Pour la sixième année, l’Eglise belge communique son rapport annuel, sorte de « bulletin de santé ». Les chiffres confirment le déclin du modèle traditionnel. Pour autant, le nombre de personnes attachées au catholicisme demeure important. Même si tout le monde n’est pas d’accord avec le fonctionnement de l’institution ecclésiale…

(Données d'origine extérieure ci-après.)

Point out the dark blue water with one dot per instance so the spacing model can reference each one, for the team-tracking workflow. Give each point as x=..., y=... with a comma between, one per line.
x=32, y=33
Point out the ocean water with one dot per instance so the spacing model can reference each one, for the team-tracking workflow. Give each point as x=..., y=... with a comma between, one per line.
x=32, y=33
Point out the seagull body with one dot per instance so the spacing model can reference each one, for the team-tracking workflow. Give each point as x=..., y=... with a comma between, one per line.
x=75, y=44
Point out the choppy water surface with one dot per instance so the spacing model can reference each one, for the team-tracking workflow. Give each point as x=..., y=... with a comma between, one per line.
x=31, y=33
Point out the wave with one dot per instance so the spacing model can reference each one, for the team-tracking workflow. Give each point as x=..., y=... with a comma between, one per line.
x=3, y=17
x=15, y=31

Le rapport annuel paru ce 15 novembre 2023 présente une Eglise largement engagée au service de la société

Comme chaque année, l’Eglise se met donc au rapport. Une démarche de transparence qu’il convient de saluer. Car communiquer largement revient aussi à s’exposer. L’Eglise le fait sans aucunement masquer ses zones d’ombre. Signe des temps: c’est par le chapitre relatif aux abus sexuels que s’ouvre le document. Mgr Luc Terlinden, qui signe la préface, se fait d’ailleurs très clair à ce sujet: « La seule bonne réponse est: tolérance zéro. Et, poursuivre sans relâche la voie de la reconnaissance et de la réparation, comme nous l’avons fait depuis la commission parlementaire de 2010. Seule la vérité libère. »

Le rapport annuel présente aussi une Eglise largement engagée au service de la société. Douze pages sont notamment consacrées aux nombreuses initiatives prises par des catholiques pour soutenir les réfugiés ukrainiens ou envoyer du matériel dans les zones en guerre. Le rapport contient également une série de chiffres. Utile: car si l’on ne peut déduire l’engagement des catholiques à des données quantitatives, on ne peut se passer d’elles pour comprendre les temps que nous vivons. Ils nous permettent notamment de dégager trois grands enseignements.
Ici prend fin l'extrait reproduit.